No. 35. - February 16, 1841. Christopher Hird Dawson, Esq. Royds Hall, near Bradford :-

You are a partner in the Low Moor Iron Works? - Yes.
Your firm has for many years paid a schoolmaster for the instruction of the children of the workpeople in your establishment? - Yes.
You have at various times contemplated making it a rule in your establishment not to receive any young person into your employment who has not received some degree of education? - Yes, for five and thirty years; at the same time placing within their reach the means of education gratis.
You have been very desirous of having such a regulation? - Yes.
Will you state the difficulties which have prevented you? - Merely the want of sufficient decision amongst ourselves to enforce a rule in which there certainly was some difficulty.
You would cordially enter into any measures for this purpose? - O yes, in a moment.

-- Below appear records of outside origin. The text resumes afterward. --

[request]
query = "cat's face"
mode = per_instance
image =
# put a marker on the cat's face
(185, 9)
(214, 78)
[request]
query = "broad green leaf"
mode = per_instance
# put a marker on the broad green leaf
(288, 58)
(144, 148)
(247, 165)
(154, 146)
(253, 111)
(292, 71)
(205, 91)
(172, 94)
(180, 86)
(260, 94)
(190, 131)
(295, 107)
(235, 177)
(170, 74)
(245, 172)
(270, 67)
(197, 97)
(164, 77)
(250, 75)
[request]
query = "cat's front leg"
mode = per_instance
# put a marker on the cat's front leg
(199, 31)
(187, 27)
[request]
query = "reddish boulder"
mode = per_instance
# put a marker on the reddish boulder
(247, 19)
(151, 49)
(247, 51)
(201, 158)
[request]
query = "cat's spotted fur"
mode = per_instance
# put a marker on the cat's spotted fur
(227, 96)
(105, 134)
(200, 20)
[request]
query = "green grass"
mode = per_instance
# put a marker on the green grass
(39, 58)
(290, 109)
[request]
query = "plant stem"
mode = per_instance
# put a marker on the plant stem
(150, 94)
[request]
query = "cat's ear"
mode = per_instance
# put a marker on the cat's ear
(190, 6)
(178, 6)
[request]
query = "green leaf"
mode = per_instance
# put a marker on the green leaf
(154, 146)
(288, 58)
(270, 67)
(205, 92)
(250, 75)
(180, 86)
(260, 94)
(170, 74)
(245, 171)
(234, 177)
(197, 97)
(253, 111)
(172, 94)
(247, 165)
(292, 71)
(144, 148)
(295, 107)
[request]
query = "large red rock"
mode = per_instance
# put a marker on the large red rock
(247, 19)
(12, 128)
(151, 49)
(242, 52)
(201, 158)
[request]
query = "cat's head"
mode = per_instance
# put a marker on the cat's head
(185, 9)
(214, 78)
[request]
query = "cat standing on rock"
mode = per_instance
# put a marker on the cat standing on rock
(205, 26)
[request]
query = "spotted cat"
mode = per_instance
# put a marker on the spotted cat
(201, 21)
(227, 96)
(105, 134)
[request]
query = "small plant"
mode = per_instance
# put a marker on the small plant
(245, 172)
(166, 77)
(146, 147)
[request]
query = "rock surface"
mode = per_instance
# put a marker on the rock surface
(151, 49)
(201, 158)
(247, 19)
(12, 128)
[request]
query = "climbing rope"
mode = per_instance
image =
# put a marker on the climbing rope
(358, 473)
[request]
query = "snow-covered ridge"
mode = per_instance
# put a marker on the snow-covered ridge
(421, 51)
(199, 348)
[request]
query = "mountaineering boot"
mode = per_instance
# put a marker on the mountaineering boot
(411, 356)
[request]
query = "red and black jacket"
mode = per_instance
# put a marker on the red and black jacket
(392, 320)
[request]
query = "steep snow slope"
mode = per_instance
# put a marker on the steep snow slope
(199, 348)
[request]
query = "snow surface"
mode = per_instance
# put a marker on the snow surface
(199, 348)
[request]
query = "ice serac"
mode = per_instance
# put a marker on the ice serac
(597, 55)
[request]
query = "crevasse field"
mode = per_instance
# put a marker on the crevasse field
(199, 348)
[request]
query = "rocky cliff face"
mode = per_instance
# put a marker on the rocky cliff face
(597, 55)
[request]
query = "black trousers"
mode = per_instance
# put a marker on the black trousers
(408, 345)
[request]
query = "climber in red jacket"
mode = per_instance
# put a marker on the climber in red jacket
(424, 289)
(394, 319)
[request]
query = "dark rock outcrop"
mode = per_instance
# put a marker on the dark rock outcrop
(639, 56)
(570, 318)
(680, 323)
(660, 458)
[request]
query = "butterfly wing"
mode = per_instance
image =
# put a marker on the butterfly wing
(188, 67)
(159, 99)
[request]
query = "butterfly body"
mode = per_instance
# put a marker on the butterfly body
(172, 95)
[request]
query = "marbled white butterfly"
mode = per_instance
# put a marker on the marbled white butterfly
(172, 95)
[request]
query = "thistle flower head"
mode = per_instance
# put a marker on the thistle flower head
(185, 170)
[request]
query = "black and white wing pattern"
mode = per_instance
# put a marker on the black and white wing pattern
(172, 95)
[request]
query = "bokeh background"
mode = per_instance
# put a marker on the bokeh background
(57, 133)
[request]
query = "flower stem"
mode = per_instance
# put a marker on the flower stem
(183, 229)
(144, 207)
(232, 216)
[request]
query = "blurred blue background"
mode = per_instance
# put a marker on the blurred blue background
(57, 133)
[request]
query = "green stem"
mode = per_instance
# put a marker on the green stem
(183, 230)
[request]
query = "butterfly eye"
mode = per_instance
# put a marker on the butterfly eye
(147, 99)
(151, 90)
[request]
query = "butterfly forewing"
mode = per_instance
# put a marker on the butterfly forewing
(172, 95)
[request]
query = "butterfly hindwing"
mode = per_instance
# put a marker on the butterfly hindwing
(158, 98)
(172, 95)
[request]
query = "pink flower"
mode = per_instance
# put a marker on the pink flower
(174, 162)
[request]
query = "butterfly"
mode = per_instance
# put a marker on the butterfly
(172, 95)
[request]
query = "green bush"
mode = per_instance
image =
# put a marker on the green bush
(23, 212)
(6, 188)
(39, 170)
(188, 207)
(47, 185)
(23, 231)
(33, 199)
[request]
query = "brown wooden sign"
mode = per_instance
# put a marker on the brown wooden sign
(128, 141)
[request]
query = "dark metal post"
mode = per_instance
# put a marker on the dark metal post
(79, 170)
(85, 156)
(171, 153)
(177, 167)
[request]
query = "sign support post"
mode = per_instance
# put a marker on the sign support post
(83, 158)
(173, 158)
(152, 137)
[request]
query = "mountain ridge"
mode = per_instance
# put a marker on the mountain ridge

Will you state any opinion you have about the better education of females in household economy? - It is of the greatest importance that they should be so far instructed as to be able to mend and repair the garments of the family.
That is not generally the case at present? - No; a vast number of these females cannot wash or mend, or repair a single tear.
I believe the ladies of your family have taken considerable pains for many years to teach better domestic habits to such a portion of the population as they have been able to influence and superintend? - Yes.
Can you state what obstacles they have met with? - That the parents of the children will not spare them from some occupation which would produce wages.
The children are therefore removed to work by their parents when their education is very incomplete? - Yes, when it is not begun.
In those cases where you have been able to communicate good domestic education to females, what results have you observed from it? - The best results; the good effect is far more visible amongst the females than amongst the men.